# AgentRedChain Demo - SIMULATED DATA ONLY
## Sparse Evaluation Framework for Red-Teaming Multi-Agent LLM Systems

**IMPORTANT**: This notebook uses **100% SIMULATED DATA** generated with numpy.random.beta().
No real API calls are made. All results are synthetic and for demonstration purposes only.

This notebook demonstrates the conceptual workflow:
1. Setup multi-agent chains (simulated)
2. Run dense baseline evaluation (simulated)
3. Analyze attack propagation patterns (on fake data)
4. Design informed sparse sampling (theoretical)
5. Compare sampling strategies (using random data)
6. Fit vulnerability model (on synthetic values)
7. Visualize results (of simulated experiments)

**DO NOT** interpret any results as empirically validated performance metrics.

## IMPORTANT: Run This First!

**If you're getting import errors, run the package installer cell below FIRST.**

This notebook requires several Python packages. The cell below will automatically:
1. Check which packages are missing
2. Install them in your current environment
3. Clear the module cache for clean imports

After running the installer cell, you can proceed with the rest of the notebook.

In [1]:
# Package Installation and Environment Setup
# This cell ensures all required packages are installed in the notebook environment

import sys
import subprocess
import importlib

def install_package(package):
    """Install a package using pip"""
    try:
        subprocess.check_call([sys.executable, "-m", "pip", "install", "--quiet", package])
        return True
    except subprocess.CalledProcessError:
        return False

def check_and_install(package_name, import_name=None):
    """Check if package is installed, install if not"""
    if import_name is None:
        import_name = package_name
    
    try:
        importlib.import_module(import_name)
        print(f"[OK] {package_name}")
        return True
    except ImportError:
        print(f"[INSTALLING] {package_name}...")
        if install_package(package_name):
            print(f"[INSTALLED] {package_name}")
            return True
        else:
            print(f"[FAILED] {package_name}")
            return False

print("=" * 60)
print("AGENTREDCHAIN PACKAGE INSTALLER")
print("=" * 60)
print("\nChecking and installing required packages...")
print("-" * 40)

# Core scientific packages
packages_to_install = [
    ("numpy", None),
    ("matplotlib", None),
    ("seaborn", None),
    ("pandas", None),
    ("scipy", None),
    ("scikit-learn", "sklearn"),
    ("python-dotenv", "dotenv"),
    ("tqdm", None),
]

# LLM and NLP packages
llm_packages = [
    ("langchain", None),
    ("langchain-community", "langchain_community"),
    ("langchain-openai", "langchain_openai"),
    ("langchain-anthropic", "langchain_anthropic"),
    ("openai", None),
    ("anthropic", None),
    ("transformers", None),
    ("sentence-transformers", "sentence_transformers"),
]

# Combine all packages
all_packages = packages_to_install + llm_packages

print("\nCore packages:")
success_count = 0
for package, import_name in packages_to_install:
    if check_and_install(package, import_name):
        success_count += 1

print("\nLLM/NLP packages:")
for package, import_name in llm_packages:
    if check_and_install(package, import_name):
        success_count += 1

print("-" * 40)
print(f"\nPackage installation complete: {success_count}/{len(all_packages)} successful")

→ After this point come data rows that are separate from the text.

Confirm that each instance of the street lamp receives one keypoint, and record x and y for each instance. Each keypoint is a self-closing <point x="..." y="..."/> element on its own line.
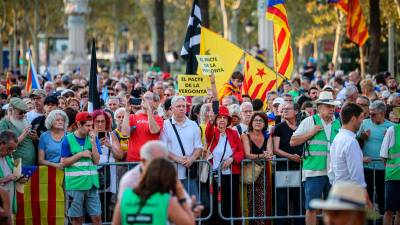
<point x="248" y="27"/>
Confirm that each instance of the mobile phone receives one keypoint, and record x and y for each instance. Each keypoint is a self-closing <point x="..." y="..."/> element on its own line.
<point x="215" y="106"/>
<point x="100" y="135"/>
<point x="396" y="112"/>
<point x="34" y="127"/>
<point x="135" y="101"/>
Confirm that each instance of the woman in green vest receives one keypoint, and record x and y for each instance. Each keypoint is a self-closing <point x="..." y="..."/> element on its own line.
<point x="158" y="198"/>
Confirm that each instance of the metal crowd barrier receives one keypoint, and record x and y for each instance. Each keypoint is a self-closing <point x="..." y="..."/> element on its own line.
<point x="277" y="191"/>
<point x="108" y="200"/>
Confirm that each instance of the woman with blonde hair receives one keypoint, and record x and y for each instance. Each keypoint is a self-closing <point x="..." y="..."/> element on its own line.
<point x="159" y="197"/>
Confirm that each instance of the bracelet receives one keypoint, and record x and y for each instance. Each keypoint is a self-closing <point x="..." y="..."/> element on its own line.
<point x="182" y="201"/>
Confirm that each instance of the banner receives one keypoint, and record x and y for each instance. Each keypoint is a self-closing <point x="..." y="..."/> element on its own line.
<point x="193" y="85"/>
<point x="210" y="64"/>
<point x="229" y="54"/>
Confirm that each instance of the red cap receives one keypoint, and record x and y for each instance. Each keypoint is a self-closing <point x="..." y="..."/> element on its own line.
<point x="83" y="116"/>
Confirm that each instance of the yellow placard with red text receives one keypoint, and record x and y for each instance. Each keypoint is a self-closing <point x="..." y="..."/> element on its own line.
<point x="193" y="85"/>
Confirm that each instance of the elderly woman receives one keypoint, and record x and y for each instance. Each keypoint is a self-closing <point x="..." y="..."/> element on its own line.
<point x="73" y="103"/>
<point x="50" y="141"/>
<point x="281" y="138"/>
<point x="111" y="150"/>
<point x="62" y="102"/>
<point x="258" y="147"/>
<point x="367" y="89"/>
<point x="17" y="123"/>
<point x="370" y="135"/>
<point x="227" y="153"/>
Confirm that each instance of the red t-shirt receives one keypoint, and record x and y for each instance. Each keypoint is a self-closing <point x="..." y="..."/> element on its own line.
<point x="141" y="135"/>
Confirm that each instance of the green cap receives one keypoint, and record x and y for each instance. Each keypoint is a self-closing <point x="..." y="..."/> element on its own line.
<point x="18" y="104"/>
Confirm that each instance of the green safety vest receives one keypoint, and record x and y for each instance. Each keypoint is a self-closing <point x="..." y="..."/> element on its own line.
<point x="82" y="175"/>
<point x="392" y="170"/>
<point x="153" y="212"/>
<point x="317" y="148"/>
<point x="10" y="163"/>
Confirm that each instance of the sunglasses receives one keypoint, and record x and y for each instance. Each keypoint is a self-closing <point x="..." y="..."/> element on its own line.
<point x="69" y="95"/>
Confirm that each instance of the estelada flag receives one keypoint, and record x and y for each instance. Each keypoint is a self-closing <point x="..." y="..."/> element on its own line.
<point x="8" y="84"/>
<point x="32" y="81"/>
<point x="283" y="53"/>
<point x="229" y="54"/>
<point x="43" y="199"/>
<point x="357" y="30"/>
<point x="258" y="78"/>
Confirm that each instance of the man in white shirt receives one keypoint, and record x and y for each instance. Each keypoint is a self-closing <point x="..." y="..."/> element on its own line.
<point x="190" y="148"/>
<point x="390" y="152"/>
<point x="346" y="158"/>
<point x="316" y="133"/>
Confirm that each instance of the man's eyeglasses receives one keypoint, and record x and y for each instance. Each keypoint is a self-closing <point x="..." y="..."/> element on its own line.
<point x="21" y="113"/>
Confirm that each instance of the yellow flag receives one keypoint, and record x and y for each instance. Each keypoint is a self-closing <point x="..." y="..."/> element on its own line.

# Force reload of installed modules
print("\nReloading modules...")
import importlib
import sys

# Clear module cache for fresh imports
modules_to_clear = ['numpy', 'matplotlib', 'seaborn', 'pandas', 'scipy', 
                    'sklearn', 'dotenv', 'tqdm', 'langchain', 'openai', 
                    'anthropic', 'transformers', 'sentence_transformers']

for module in modules_to_clear:
    if module in sys.modules:
        del sys.modules[module]

print("Module cache cleared")
print("\nEnvironment setup complete!")
print("=" * 60)
print("\nProceed to the next cell to import packages...")

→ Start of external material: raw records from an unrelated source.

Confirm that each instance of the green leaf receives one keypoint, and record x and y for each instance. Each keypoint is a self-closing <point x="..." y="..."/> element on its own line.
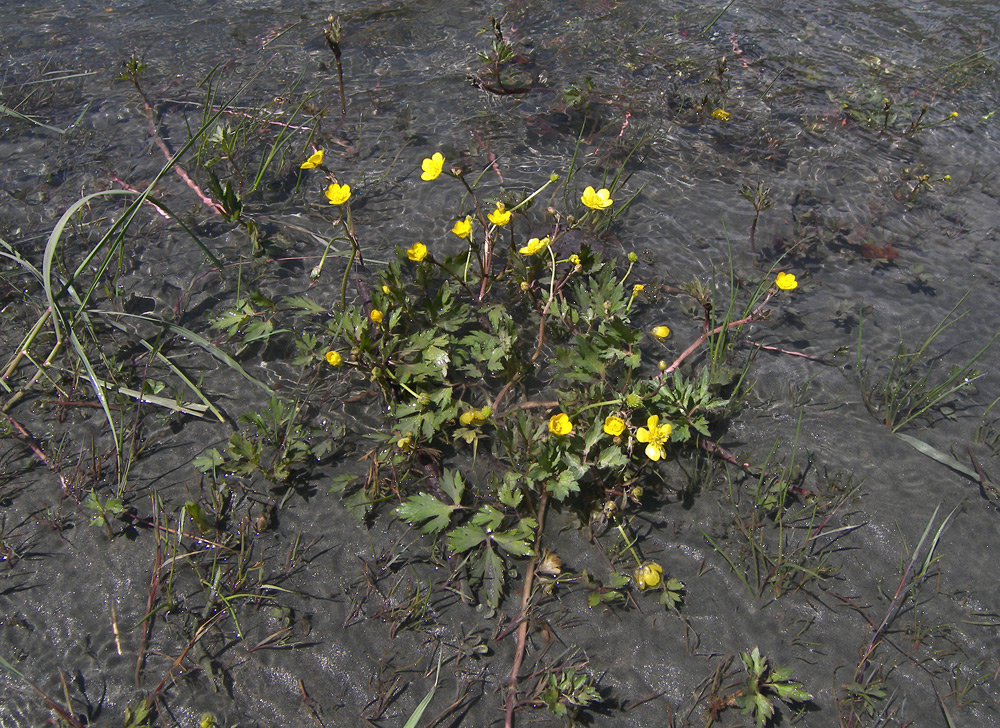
<point x="488" y="518"/>
<point x="562" y="486"/>
<point x="304" y="303"/>
<point x="425" y="507"/>
<point x="491" y="571"/>
<point x="508" y="496"/>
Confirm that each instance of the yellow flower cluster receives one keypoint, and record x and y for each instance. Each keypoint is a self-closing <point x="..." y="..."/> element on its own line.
<point x="654" y="435"/>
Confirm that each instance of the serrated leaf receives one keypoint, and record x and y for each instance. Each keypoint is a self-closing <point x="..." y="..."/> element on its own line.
<point x="562" y="486"/>
<point x="425" y="507"/>
<point x="790" y="692"/>
<point x="488" y="518"/>
<point x="508" y="496"/>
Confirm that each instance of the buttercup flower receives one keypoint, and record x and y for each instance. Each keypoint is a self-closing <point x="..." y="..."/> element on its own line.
<point x="417" y="252"/>
<point x="655" y="436"/>
<point x="500" y="216"/>
<point x="560" y="424"/>
<point x="475" y="417"/>
<point x="432" y="167"/>
<point x="315" y="159"/>
<point x="338" y="194"/>
<point x="786" y="281"/>
<point x="550" y="564"/>
<point x="614" y="426"/>
<point x="534" y="246"/>
<point x="597" y="200"/>
<point x="649" y="575"/>
<point x="463" y="227"/>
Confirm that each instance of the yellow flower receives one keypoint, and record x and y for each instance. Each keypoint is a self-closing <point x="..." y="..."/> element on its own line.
<point x="614" y="426"/>
<point x="315" y="159"/>
<point x="560" y="424"/>
<point x="500" y="216"/>
<point x="649" y="575"/>
<point x="655" y="437"/>
<point x="338" y="194"/>
<point x="417" y="252"/>
<point x="599" y="200"/>
<point x="463" y="227"/>
<point x="432" y="167"/>
<point x="475" y="417"/>
<point x="550" y="564"/>
<point x="786" y="281"/>
<point x="534" y="246"/>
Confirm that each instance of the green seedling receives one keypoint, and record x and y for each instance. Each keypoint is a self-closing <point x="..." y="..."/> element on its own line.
<point x="103" y="510"/>
<point x="763" y="685"/>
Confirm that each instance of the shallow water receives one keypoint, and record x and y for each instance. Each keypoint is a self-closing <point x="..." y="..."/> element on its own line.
<point x="878" y="254"/>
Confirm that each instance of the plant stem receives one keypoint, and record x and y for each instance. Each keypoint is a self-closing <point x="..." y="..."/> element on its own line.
<point x="522" y="617"/>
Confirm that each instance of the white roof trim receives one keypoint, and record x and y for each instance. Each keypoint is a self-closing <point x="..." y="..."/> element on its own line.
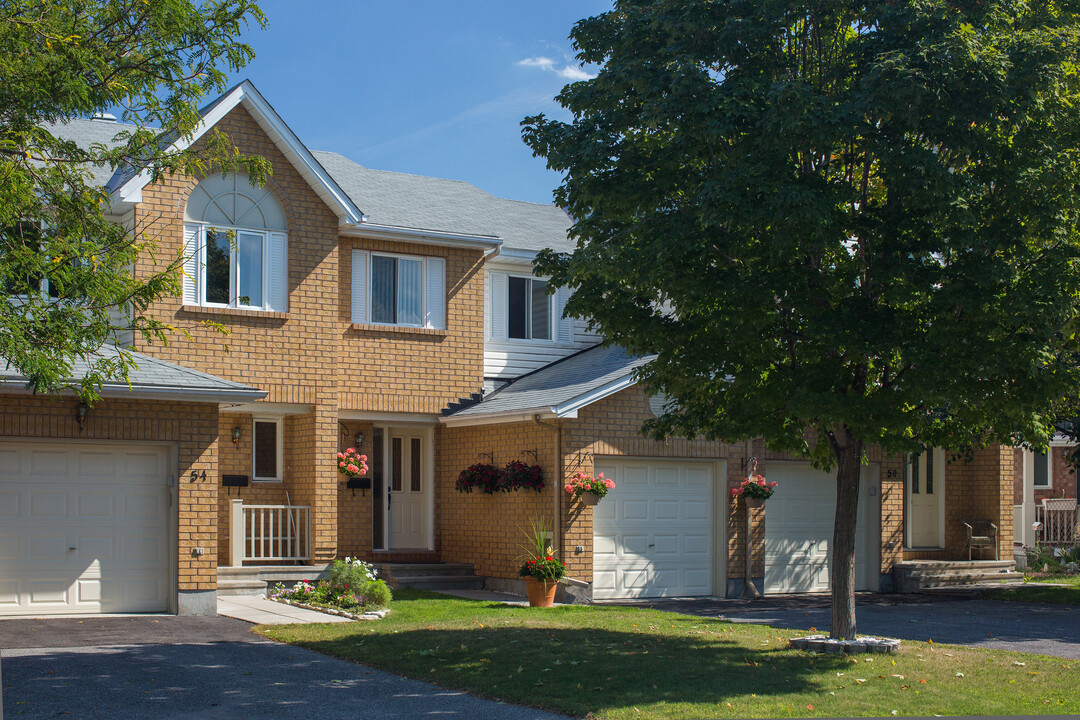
<point x="571" y="406"/>
<point x="565" y="410"/>
<point x="153" y="393"/>
<point x="419" y="236"/>
<point x="268" y="408"/>
<point x="282" y="136"/>
<point x="499" y="418"/>
<point x="389" y="418"/>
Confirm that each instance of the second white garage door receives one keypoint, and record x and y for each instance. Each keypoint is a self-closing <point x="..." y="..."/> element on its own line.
<point x="83" y="528"/>
<point x="653" y="533"/>
<point x="798" y="529"/>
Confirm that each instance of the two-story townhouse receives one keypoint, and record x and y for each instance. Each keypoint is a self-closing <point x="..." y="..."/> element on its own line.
<point x="399" y="314"/>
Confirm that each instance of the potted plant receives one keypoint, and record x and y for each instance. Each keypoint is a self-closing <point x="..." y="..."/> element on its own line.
<point x="516" y="475"/>
<point x="540" y="568"/>
<point x="483" y="476"/>
<point x="589" y="489"/>
<point x="351" y="463"/>
<point x="755" y="490"/>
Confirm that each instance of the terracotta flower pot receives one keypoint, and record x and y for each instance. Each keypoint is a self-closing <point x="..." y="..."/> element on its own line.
<point x="541" y="592"/>
<point x="589" y="498"/>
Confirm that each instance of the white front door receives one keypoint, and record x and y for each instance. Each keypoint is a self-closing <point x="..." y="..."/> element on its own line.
<point x="83" y="528"/>
<point x="655" y="533"/>
<point x="407" y="490"/>
<point x="926" y="492"/>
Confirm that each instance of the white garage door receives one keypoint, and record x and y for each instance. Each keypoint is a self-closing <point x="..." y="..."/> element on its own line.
<point x="652" y="534"/>
<point x="798" y="529"/>
<point x="83" y="529"/>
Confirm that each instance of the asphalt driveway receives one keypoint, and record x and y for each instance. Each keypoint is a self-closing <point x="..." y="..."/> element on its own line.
<point x="1050" y="629"/>
<point x="203" y="667"/>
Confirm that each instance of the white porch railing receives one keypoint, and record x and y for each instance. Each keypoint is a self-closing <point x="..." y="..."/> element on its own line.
<point x="261" y="533"/>
<point x="1057" y="521"/>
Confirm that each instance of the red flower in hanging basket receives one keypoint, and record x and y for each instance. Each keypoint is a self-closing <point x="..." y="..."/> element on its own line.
<point x="755" y="487"/>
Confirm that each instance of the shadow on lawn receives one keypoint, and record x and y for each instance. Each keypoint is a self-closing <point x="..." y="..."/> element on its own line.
<point x="583" y="669"/>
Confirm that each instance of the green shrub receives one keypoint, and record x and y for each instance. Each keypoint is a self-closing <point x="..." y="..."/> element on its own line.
<point x="375" y="595"/>
<point x="350" y="574"/>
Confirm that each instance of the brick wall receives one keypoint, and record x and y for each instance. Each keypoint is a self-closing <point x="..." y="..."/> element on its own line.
<point x="191" y="426"/>
<point x="399" y="369"/>
<point x="486" y="530"/>
<point x="473" y="528"/>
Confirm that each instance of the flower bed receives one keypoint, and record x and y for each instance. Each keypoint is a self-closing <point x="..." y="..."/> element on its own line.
<point x="352" y="589"/>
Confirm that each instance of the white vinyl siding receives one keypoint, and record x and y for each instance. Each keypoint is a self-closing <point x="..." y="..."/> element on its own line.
<point x="507" y="357"/>
<point x="397" y="289"/>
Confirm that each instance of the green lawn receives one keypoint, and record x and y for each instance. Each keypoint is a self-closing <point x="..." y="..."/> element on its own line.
<point x="635" y="663"/>
<point x="1065" y="589"/>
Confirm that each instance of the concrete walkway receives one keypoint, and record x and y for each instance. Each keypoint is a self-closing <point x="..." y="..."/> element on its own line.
<point x="260" y="611"/>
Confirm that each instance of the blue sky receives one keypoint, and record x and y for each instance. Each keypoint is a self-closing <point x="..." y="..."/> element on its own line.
<point x="424" y="86"/>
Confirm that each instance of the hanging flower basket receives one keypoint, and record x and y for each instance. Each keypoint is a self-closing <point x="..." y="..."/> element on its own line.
<point x="755" y="488"/>
<point x="582" y="485"/>
<point x="351" y="464"/>
<point x="589" y="498"/>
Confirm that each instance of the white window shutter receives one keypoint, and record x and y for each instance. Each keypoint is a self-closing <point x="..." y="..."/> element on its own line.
<point x="278" y="276"/>
<point x="564" y="325"/>
<point x="360" y="286"/>
<point x="499" y="299"/>
<point x="192" y="269"/>
<point x="435" y="295"/>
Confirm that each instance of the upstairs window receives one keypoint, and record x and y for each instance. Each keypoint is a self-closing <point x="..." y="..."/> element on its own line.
<point x="528" y="309"/>
<point x="266" y="449"/>
<point x="235" y="246"/>
<point x="399" y="289"/>
<point x="1042" y="474"/>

AGENTREDCHAIN PACKAGE INSTALLER

Checking and installing required packages...
----------------------------------------

Core packages:
[OK] numpy
[OK] matplotlib
[OK] seaborn
[OK] pandas
[OK] scipy
[OK] scikit-learn
[OK] python-dotenv
[OK] tqdm

LLM/NLP packages:
[OK] langchain
[OK] langchain-community


  from .autonotebook import tqdm as notebook_tqdm


[OK] langchain-openai
[OK] langchain-anthropic
[OK] openai
[OK] anthropic
[OK] transformers
[OK] sentence-transformers
----------------------------------------

Package installation complete: 16/16 successful

Reloading modules...
Module cache cleared

Environment setup complete!

Proceed to the next cell to import packages...

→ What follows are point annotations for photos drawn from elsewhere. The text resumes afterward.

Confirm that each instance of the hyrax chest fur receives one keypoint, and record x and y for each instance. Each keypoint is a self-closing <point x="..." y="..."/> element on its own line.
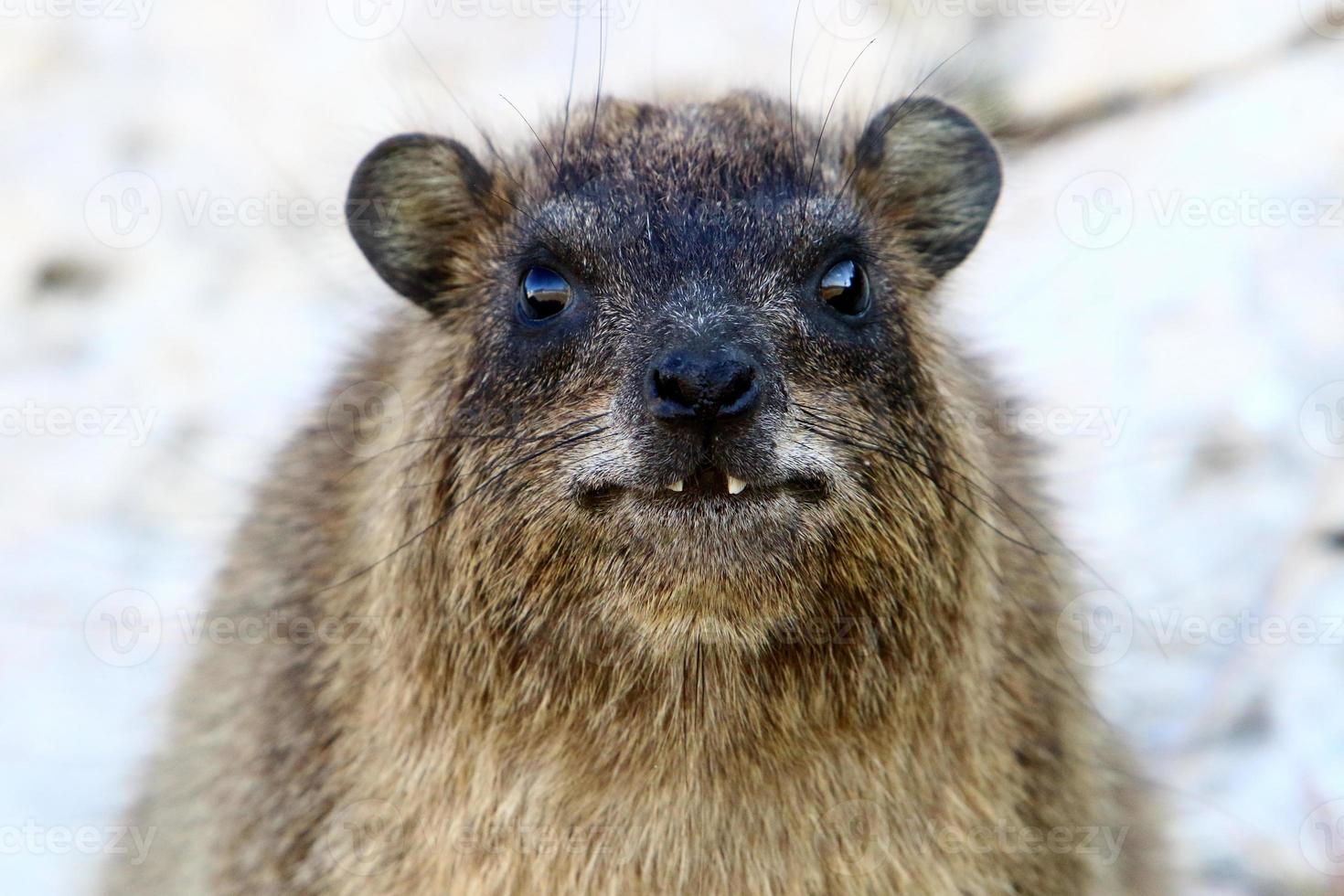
<point x="663" y="544"/>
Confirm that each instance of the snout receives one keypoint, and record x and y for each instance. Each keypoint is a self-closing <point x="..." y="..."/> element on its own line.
<point x="702" y="386"/>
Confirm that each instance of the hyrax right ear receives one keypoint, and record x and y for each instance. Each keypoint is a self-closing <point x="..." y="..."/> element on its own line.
<point x="414" y="200"/>
<point x="934" y="175"/>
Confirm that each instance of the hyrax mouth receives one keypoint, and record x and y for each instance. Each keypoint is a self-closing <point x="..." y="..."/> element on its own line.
<point x="709" y="486"/>
<point x="709" y="481"/>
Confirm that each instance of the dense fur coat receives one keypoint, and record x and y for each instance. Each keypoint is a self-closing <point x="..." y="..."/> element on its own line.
<point x="512" y="661"/>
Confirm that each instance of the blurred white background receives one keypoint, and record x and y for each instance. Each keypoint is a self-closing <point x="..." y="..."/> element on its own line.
<point x="1163" y="285"/>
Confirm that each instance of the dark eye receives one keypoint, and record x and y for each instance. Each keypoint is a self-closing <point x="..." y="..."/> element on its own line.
<point x="543" y="294"/>
<point x="844" y="288"/>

## 1. Setup: Build Multi-Agent Chains

In [2]:
# Note: Set your API keys as environment variables
# os.environ['OPENAI_API_KEY'] = 'your-key-here'
# os.environ['ANTHROPIC_API_KEY'] = 'your-key-here'

# For demo purposes, we'll simulate the chains
# In production, uncomment the API key setup above

# Build research pipeline (linear topology)
linear_chain = AgentChain(topology='linear', model_type='gpt-5')
linear_chain.build_research_pipeline()

print(f"Linear chain built with {len(linear_chain.agents)} agents:")
for i, role in enumerate(linear_chain.agent_roles):
    print(f"  {i}: {role}")

# Save configuration
os.makedirs('../data/agent_chains', exist_ok=True)
linear_chain.save_config('../data/agent_chains/research_pipeline.json')

NameError: name 'AgentChain' is not defined

In [None]:
# Build consensus system (star topology)
star_chain = AgentChain(topology='star', model_type='gpt-5')
star_chain.build_consensus_system()

print(f"Star chain built with {len(star_chain.agents)} agents:")
for i, role in enumerate(star_chain.agent_roles):
    print(f"  {i}: {role}")

star_chain.save_config('../data/agent_chains/consensus_system.json')

In [None]:
# Build hierarchical review (hierarchical topology)
hierarchical_chain = AgentChain(topology='hierarchical', model_type='gpt-5')
hierarchical_chain.build_hierarchical_review()

print(f"Hierarchical chain built with {len(hierarchical_chain.agents)} agents:")
for i, role in enumerate(hierarchical_chain.agent_roles):
    print(f"  {i}: {role}")

hierarchical_chain.save_config('../data/agent_chains/hierarchical_review.json')

## 2. Attack Scenarios

In [None]:
# Initialize injection generator
injector = InjectionGenerator()

# Generate all 10 attacks (2 per category)
all_attacks = injector.generate_all_attacks()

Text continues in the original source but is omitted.